Turkish PM says deportation is crime against humanity
ANKARA
AA Photo
Turkish Prime Minister Ahmet Davutoğlu has said he has already highlighted that deportation is a crime against humanity, less than a day earlier his former interior minister, Efkan Ala, said that what the Ottoman Empire did to the Armenians a century ago was not “genocide” but deportation.“I am not comparing the pain [of the people],” Davutoğlu said during a televised interview on TV 24 late on April 21.
“I have made open-hearted remarks on the issue. I said deportation is a crime against humanity, wherever it is,” he said, adding that he expressed his views to the president of the European Parliament, Martin Schulz, before a vote at parliament, which decided to recognize the killing of Armenians 100 years ago in Anatolia as a “genocide.”

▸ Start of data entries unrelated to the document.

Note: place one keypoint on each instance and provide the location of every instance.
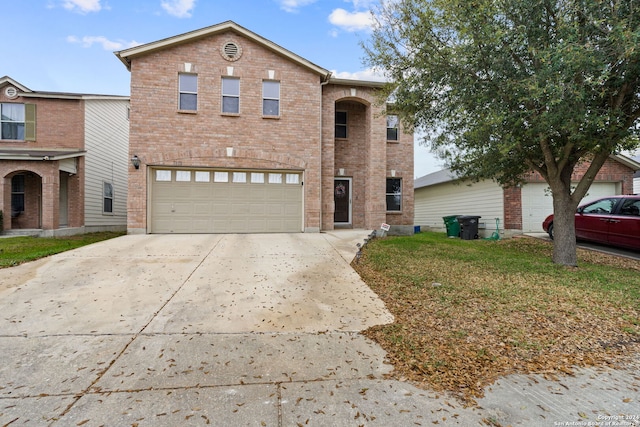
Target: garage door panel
(537, 202)
(224, 207)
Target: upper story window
(394, 194)
(188, 92)
(230, 95)
(107, 197)
(270, 98)
(341, 124)
(392, 128)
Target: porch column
(5, 196)
(51, 198)
(376, 166)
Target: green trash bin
(452, 225)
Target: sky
(68, 45)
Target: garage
(537, 203)
(225, 201)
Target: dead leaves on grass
(481, 325)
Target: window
(341, 124)
(604, 206)
(107, 197)
(17, 195)
(221, 177)
(188, 92)
(163, 175)
(230, 95)
(394, 194)
(202, 176)
(392, 128)
(183, 176)
(275, 178)
(293, 178)
(270, 98)
(257, 178)
(239, 177)
(12, 119)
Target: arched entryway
(23, 192)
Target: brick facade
(59, 127)
(301, 138)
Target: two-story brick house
(231, 133)
(63, 161)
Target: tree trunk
(564, 232)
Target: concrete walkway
(233, 330)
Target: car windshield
(630, 207)
(601, 207)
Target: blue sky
(68, 45)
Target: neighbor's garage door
(537, 203)
(215, 201)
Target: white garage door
(225, 201)
(537, 203)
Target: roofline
(355, 82)
(127, 55)
(40, 155)
(627, 161)
(7, 79)
(25, 92)
(76, 96)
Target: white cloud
(179, 8)
(88, 41)
(294, 5)
(351, 21)
(82, 6)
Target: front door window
(342, 199)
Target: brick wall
(297, 140)
(160, 135)
(365, 156)
(59, 125)
(611, 171)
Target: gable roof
(127, 55)
(25, 92)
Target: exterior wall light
(135, 161)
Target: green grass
(467, 312)
(17, 250)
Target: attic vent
(231, 51)
(11, 92)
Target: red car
(613, 220)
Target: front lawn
(16, 250)
(468, 312)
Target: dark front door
(342, 199)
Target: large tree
(506, 87)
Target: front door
(342, 199)
(64, 199)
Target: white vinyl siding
(107, 160)
(437, 201)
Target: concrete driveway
(222, 330)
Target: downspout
(322, 84)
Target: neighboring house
(63, 161)
(636, 178)
(518, 209)
(231, 133)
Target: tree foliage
(504, 87)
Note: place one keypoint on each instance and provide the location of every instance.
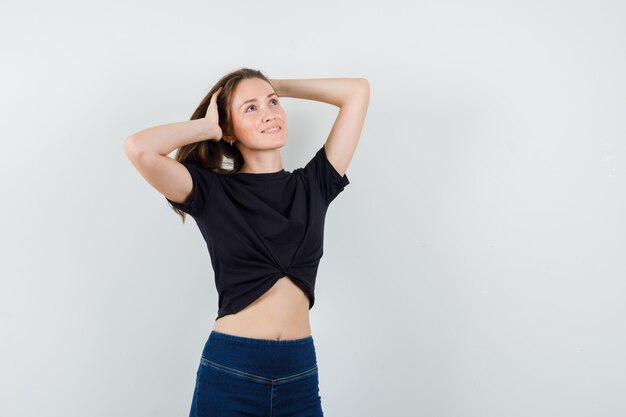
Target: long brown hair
(210, 154)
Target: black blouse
(262, 227)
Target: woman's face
(251, 118)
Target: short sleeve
(325, 177)
(201, 179)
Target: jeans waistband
(263, 357)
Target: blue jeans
(241, 376)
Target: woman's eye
(252, 105)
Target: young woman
(264, 229)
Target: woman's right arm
(148, 151)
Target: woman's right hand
(212, 117)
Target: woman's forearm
(335, 91)
(163, 139)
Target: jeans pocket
(235, 372)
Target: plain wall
(473, 267)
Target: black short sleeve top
(260, 227)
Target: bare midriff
(282, 313)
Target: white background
(474, 266)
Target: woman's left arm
(351, 95)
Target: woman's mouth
(272, 131)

Schulz told Davutoğlu on April 17 that he “understands” Ankara’s reaction to the motion approved on April 15.
President Recep Tayyip Erdoğan said even before the vote took place that he would ignore the result.
Davutoğlu said he never hesitated to express such things openly on the matter. “But if we are to talk about history, let’s speak about which tribes were destroyed under [European and American] colonial administrations. If these issues are to be discussed, then no one in the world can look in the face of the other.”
But Ala, who technically resigned from his post last month as he will run for parliament in the upcoming elections in June, said in the eastern province of Kars on April 22 that the Ottomans did not conduct a genocide against the Armenians but merely deported them.
“They are accusing us of genocide, and they are making such decisions,” he said, referring to the recent European Parliament motion.
“We deported them; deported,” he said.
Kars, along with neighboring Erzurum where Ala is running, is one of the Anatolian provinces from which the Armenian community was deported.